I instantly convert my backward energy to forward. There’s a crash as Everest and I connect for the first time. It’s the hardest hit I’ve ever felt. It’s not even righ
t to call it a hit. It’s more like a car accident.
Before I know what happened, I’m looking up at the sky. The shadow of Everest passes over me as he moves quickly to crush O.
Instinctively I reach up for his ankle, and even though my hand slides right off, the grab slows him down for a half a second—just enough time for O. to scramble out of the way and complete a five-yard pass.
I try to stand up, but my body doesn’t work like it should. The best I can do is to roll over on all fours like a dog and moan for a few seconds.
I feel arms reach under my shoulders to heft me up.
“You okay?” Cheesy says.
“Let go of me,” I say.
He backs off, and I bring myself to a standing position alone. I look at Everest, the sheer size of him. That was only one hit, and we still have a whole game to go.
Jesus Christ.
Everest grunts and gets back into position. I try to look him in the eye, but his face is buried in shadow behind the mask. I glance into the crowd. Mom is up in the stands, her mouth frozen in a frightened “Oh.” I feel scared inside. I really want to take a puff off my inhaler, but I refuse to take it out in front of Everest. I won’t show weakness. I can’t.

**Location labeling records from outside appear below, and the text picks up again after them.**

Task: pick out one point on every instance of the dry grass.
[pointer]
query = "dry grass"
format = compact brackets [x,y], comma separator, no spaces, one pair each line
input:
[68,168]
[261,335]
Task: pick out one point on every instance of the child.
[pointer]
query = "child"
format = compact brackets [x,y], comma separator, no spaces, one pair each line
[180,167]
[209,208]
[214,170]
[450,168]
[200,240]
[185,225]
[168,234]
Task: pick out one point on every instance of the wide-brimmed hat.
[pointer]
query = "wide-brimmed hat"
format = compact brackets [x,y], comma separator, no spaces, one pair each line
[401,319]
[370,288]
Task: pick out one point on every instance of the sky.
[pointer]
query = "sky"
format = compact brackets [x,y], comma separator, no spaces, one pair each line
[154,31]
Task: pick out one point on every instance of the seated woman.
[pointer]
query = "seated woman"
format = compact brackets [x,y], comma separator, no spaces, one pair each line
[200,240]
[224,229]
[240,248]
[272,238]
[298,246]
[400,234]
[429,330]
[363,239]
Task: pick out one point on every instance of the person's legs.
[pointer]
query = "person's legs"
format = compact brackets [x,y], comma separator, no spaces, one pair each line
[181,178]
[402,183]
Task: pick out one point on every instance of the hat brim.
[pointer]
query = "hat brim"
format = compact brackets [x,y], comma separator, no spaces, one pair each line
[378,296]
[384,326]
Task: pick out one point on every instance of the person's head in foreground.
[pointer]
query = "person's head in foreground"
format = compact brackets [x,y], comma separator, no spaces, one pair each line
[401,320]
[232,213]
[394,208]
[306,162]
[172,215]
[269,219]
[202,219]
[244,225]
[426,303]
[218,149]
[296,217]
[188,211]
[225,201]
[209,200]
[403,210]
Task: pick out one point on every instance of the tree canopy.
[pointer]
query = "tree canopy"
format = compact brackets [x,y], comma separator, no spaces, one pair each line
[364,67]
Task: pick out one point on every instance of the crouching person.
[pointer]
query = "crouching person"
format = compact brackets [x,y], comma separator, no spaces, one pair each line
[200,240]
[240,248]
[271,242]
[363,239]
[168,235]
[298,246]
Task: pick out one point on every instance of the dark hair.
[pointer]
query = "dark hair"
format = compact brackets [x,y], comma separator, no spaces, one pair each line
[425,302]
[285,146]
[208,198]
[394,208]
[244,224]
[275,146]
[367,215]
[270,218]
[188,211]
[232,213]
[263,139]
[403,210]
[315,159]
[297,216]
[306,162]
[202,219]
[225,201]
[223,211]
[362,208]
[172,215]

The ref hands me the ball, and I get down into a crouch.
It doesn’t feel like a crouch. It feels like I’m bowing down in front of Everest, like he’s the king, and I’m his vassal.
That makes me angry.
“Get your head in the game,” O. says, and pats my back.
That’s the hard part about football. Staying in the moment. Maybe it’s the hard part about life. Things get tough and you want to be somewhere else.
O. calls the play, and I snap the ball perfectly. I grit my teeth and brace for impact. This time I know what to expect from Everest.
But Everest has something else in mind. Somehow he rises up, puts two hands flat on my back, and leapfrogs over me, pushing me down like a pancake.
It’s a brilliant move. No impact at all. Total physics.
He strong-arms O., knocking him to the ground.
First sack.
That’s when I realize who I’m up against. Everest is not just big. He’s a true athlete. He’s got the Physics of Fat, only he’s turned it to his advantage.